But a CNN poll released Thursday shows that two-thirds of Americans support the system established by the CCB Act. Sixty-six percent of respondents said they approved of a plan under which “Congress would raise the debt ceiling only if a balanced budget amendment were passed by both houses of Congress and substantial spending cuts and caps on future spending were approved.” Sixty-three percent of Democrats and 65 percent of independents said they would approve of such a plan.
The CCB Act does just that: It caps spending at 19.9 percent of GDP (not at 18 percent, as some, including numerous senators, have claimed), cuts $111 billion out of the fiscal 2012 budget, and requires a balanced budget amendment before Congress can raise the debt ceiling.
An almost identical number of respondents (65 percent) said they were opposed to the “Gang of Six” plan floated by a group comprised of three senators from each party. Only 34 percent said they supported it. The plan has come under fire from a host of conservatives, including the Heritage Foundation’s David Addington. Opposition to the Gang of Six plan also transcends party lines, according to the CNN poll: 60 percent of Democrats, 65 percent of Independents, and 70 percent of Republicans oppose the plan.
Unlike the CCB Act, the Gang of Six plan does not include a balanced budget amendment, which, according to this survey, Americans overwhelmingly support. A full 74 percent of respondents said they support a BBA. Sixty percent said one would be necessary to control federal spending.

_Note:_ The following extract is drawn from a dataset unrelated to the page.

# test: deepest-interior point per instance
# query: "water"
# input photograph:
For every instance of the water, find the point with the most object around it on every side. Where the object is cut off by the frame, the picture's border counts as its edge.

The poll’s findings were not uniformly supportive of the conservative case, however. Sixty-four percent of respondents said they would favor a deficit-reduction plan that includes both spending cuts and tax increases to one consisting only of the latter. Only 34 percent said such a deal should include only spending cuts.
Respondents also said that they thought President Obama had conducted himself more responsibly in the debt ceiling debate than congressional Republicans. They also said they’d be more likely to blame the GOP than the president for a failure to raise the debt limit.
Still, there is broad agreement that the debt must be reduced. In fact, 45 percent of respondents, a plurality, said that the debt ceiling should only be raised if the president and Congress come up with a deal to slash trillions from the national debt. Thirty-six percent said they oppose raising the debt limit at all. Only 17 percent said that the debt ceiling should be raised even if no plan to reduce the national debt emerges.